Fished the Conneaut Breakwalls and slip area ! Not seeing anything in the slip and east wall I ventured out to the rough waters of the west wall and that’s were the baitfish and fish were ! Ended up with 4 Steelhead and 3 Smallmouth ! They would not touch anything with chrome
on it ! The coming rain should only bring in more fish as the creeks are all low !


----------



## E Leigh (Jul 11, 2013)

That’s a great report. Thanks!


Sent from my iPhone using Tapatalk


----------



## tnt1958 (Sep 20, 2014)

Like always another great report and awesome photos,
Bet that was a lot of fun with the smallies in the mix !!!!


----------



## FishIgo (Apr 21, 2011)

tnt1958 said:


> Like always another great report and awesome photos,
> Bet that was a lot of fun with the smallies in the mix !!!!

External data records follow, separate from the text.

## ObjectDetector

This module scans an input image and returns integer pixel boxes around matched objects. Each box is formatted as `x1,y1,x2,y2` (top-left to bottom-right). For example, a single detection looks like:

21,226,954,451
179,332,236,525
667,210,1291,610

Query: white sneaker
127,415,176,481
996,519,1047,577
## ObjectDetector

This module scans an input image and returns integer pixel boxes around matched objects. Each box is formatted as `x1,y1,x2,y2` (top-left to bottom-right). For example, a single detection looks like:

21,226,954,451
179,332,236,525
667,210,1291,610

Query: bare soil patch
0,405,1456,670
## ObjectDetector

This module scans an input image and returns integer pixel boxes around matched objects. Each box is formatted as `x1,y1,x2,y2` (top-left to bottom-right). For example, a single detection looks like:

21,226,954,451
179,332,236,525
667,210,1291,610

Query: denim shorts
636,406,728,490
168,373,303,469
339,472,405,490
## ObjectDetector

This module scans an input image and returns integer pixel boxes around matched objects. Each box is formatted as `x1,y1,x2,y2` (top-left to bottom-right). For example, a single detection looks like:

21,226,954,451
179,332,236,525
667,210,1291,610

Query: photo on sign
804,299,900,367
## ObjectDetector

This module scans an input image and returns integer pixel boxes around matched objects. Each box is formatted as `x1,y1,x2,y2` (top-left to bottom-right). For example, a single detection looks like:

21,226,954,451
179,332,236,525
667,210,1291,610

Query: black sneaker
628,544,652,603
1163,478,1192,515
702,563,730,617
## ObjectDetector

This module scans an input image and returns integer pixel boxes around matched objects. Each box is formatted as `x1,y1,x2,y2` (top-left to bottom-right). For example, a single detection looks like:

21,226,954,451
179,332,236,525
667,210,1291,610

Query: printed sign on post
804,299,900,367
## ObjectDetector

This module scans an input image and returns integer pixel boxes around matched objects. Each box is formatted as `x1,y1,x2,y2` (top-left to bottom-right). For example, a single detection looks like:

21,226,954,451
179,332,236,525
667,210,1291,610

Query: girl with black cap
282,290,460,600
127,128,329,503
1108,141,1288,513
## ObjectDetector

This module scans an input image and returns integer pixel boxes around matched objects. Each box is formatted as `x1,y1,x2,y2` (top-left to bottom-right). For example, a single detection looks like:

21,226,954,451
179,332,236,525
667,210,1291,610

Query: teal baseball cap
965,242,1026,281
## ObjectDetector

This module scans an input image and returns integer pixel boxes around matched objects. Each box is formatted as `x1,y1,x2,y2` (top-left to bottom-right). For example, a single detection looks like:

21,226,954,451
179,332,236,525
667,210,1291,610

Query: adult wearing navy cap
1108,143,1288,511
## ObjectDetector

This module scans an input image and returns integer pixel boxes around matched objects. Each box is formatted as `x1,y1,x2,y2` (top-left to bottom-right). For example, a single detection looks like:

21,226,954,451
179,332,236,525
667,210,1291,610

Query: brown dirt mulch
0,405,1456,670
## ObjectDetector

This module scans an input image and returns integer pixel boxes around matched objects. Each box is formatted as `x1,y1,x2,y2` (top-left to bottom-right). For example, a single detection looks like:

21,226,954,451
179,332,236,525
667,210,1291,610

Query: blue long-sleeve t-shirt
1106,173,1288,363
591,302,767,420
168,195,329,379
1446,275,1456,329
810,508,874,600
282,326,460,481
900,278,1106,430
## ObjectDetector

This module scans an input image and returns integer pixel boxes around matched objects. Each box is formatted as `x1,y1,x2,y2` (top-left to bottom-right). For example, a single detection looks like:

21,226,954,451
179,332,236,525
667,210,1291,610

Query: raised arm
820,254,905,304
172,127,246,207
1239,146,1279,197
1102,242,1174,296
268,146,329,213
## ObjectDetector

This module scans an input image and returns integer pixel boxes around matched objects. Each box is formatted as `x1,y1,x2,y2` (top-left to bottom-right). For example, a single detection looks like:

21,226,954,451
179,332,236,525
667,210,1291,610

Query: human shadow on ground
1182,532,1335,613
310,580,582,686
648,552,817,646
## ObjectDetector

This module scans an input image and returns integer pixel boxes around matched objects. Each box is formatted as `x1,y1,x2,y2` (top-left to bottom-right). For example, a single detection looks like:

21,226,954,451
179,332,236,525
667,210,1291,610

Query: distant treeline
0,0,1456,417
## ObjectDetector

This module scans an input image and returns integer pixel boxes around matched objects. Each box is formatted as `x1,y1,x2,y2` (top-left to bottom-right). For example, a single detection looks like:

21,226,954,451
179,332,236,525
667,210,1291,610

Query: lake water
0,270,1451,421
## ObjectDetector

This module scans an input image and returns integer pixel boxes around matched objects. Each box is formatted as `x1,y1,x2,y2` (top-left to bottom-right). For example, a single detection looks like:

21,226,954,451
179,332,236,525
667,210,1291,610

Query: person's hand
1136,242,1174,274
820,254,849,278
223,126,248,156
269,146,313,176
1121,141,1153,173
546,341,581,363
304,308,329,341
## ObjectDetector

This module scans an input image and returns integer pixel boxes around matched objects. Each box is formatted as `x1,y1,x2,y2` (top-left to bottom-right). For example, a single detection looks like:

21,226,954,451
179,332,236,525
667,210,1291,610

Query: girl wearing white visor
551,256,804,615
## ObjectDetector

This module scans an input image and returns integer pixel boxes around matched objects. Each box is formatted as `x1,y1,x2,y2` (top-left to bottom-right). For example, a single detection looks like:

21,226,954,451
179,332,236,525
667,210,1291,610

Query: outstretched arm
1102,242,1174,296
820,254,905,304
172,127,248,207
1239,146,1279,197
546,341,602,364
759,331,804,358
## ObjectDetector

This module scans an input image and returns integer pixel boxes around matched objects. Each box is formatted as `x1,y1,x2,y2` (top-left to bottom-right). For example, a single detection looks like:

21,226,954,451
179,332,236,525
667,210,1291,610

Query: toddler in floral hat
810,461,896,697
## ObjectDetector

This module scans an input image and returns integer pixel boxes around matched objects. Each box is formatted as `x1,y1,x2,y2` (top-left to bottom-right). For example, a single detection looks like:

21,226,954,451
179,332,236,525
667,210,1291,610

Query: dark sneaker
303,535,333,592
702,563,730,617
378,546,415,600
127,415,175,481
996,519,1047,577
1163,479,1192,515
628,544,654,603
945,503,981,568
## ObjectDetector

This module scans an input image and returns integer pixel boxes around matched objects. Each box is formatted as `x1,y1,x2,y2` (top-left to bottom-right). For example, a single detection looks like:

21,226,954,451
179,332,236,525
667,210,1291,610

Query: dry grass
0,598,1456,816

had more of them on but they got off !


----------



## Uglystix (Mar 3, 2006)

You are the Steelhead trolling King! I’ve been trying to figure it out but can’t quite tell from the pics, what bait is that? I love the blue color too.


----------



## FishIgo (Apr 21, 2011)

Uglystix said:


> You are the Steelhead trolling King! I’ve been trying to figure it out but can’t quite tell from the pics, what bait is that? I love the blue color too.


It is a Blue/Silver Rapala Tail dancer I was using a TD5 and a TD7


----------



## Uglystix (Mar 3, 2006)

FishIgo said:


> It is a Blue/Silver Rapala Tail dancer I was using a TD5 and a TD7


Ah! Forgot about the tail dancers! Thanks. Going to give Fairport a troll next week.


----------



## E Leigh (Jul 11, 2013)

The fish and bait moved into the slip today. Only bait I marked outside the harbor was near the mouth. Beautiful calm day. Water outside the wall has almost 10’ of visibility. 


Sent from my iPhone using Tapatalk


----------